With these different considerations, what I would say is while this is the official definition of what a heavy period is that we use in research and other quantification, if your period’s intruding on your life, it’s too heavy. And so, I don’t ever use this as a way to tell people to just deal with what they’re going through, that it’s not officially heavy. But this can also really help people understand. Since periods are not part of normal dinner table conversation in our culture, a lot of folks just don’t really have a sense of where they sit on the spectrum and might not realize that the bleeding they’ve been dealing with is actually very heavy. 

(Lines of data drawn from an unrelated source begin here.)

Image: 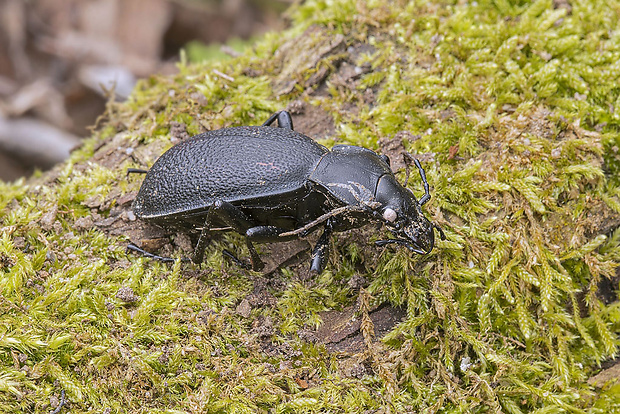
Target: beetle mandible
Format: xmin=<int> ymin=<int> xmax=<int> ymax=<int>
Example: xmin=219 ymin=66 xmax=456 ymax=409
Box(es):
xmin=131 ymin=111 xmax=445 ymax=272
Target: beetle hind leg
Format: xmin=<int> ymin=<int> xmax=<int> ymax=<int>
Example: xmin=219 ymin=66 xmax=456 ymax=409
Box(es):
xmin=310 ymin=220 xmax=332 ymax=273
xmin=127 ymin=243 xmax=189 ymax=263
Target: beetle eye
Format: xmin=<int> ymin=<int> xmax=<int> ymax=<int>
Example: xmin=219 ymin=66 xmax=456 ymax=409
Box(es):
xmin=383 ymin=208 xmax=398 ymax=223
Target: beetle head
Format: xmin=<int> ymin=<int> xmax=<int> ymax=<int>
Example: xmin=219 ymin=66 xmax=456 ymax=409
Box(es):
xmin=376 ymin=175 xmax=445 ymax=254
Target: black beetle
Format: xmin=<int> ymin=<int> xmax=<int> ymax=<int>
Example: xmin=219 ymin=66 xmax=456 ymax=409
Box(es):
xmin=130 ymin=111 xmax=445 ymax=272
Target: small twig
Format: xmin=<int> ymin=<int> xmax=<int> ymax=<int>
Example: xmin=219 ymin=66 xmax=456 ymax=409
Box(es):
xmin=50 ymin=389 xmax=67 ymax=414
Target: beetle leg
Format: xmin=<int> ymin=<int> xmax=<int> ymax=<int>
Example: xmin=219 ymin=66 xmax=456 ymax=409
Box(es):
xmin=127 ymin=243 xmax=189 ymax=263
xmin=245 ymin=237 xmax=265 ymax=272
xmin=413 ymin=158 xmax=431 ymax=205
xmin=263 ymin=111 xmax=293 ymax=131
xmin=310 ymin=220 xmax=332 ymax=273
xmin=192 ymin=200 xmax=264 ymax=272
xmin=127 ymin=168 xmax=149 ymax=175
xmin=245 ymin=226 xmax=297 ymax=243
xmin=192 ymin=206 xmax=213 ymax=264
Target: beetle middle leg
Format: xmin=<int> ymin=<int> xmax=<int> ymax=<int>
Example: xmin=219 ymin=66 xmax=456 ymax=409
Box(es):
xmin=192 ymin=200 xmax=264 ymax=271
xmin=403 ymin=152 xmax=431 ymax=206
xmin=263 ymin=111 xmax=293 ymax=131
xmin=310 ymin=220 xmax=333 ymax=273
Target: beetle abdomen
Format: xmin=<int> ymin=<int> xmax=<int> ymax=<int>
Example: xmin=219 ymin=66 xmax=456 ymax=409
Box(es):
xmin=133 ymin=126 xmax=328 ymax=219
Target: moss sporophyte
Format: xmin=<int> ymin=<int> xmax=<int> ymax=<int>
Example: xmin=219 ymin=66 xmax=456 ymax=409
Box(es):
xmin=0 ymin=0 xmax=620 ymax=413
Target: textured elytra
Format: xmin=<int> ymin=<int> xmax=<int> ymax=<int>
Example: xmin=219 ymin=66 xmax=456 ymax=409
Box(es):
xmin=134 ymin=126 xmax=327 ymax=219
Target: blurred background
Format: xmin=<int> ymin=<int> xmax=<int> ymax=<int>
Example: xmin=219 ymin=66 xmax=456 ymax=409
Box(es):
xmin=0 ymin=0 xmax=293 ymax=181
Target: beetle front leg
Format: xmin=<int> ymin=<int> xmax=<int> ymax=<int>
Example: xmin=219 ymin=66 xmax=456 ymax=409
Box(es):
xmin=310 ymin=221 xmax=333 ymax=273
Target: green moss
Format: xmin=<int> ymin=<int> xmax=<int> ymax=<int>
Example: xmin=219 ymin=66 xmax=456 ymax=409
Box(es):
xmin=0 ymin=0 xmax=620 ymax=413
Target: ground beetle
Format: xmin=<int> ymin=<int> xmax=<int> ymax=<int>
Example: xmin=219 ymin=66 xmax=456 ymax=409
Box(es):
xmin=130 ymin=111 xmax=445 ymax=272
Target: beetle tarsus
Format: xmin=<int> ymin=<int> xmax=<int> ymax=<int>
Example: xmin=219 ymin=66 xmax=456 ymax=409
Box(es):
xmin=263 ymin=111 xmax=293 ymax=131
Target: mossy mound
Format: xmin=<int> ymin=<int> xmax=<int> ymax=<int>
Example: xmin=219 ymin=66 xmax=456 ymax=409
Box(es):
xmin=0 ymin=0 xmax=620 ymax=413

So, in terms of blood thinner uses, I’m assuming most of the folks joining us have had to be on blood thinners at some point as the premise of why we’re here. I don’t want to go overboard on the medical lingo but just want to orient us to the fact that there are sort of two different “flavors” of being on blood thinners: those who are on what we call a treatment dose or a full dose, and those who are on a prevention dose. Treatment doses are used to treat things like a recent blood clot, the original blood clot itself. Examples of that are pulmonary embolism, or PE, and deep vein thrombosis, or DVT. As I already mentioned in one of the vignettes, abnormal heart rhythms, particularly an abnormal heart rhythm called atrial fibrillation that can make clots form in the heart and then cause strokes as they break off and move around the body, is another indication to be on a treatment dose. And then mechanical heart valves which, since I’m a hematologist, I do not take care of those very often. But those are all reasons to be on a full or treatment dose. 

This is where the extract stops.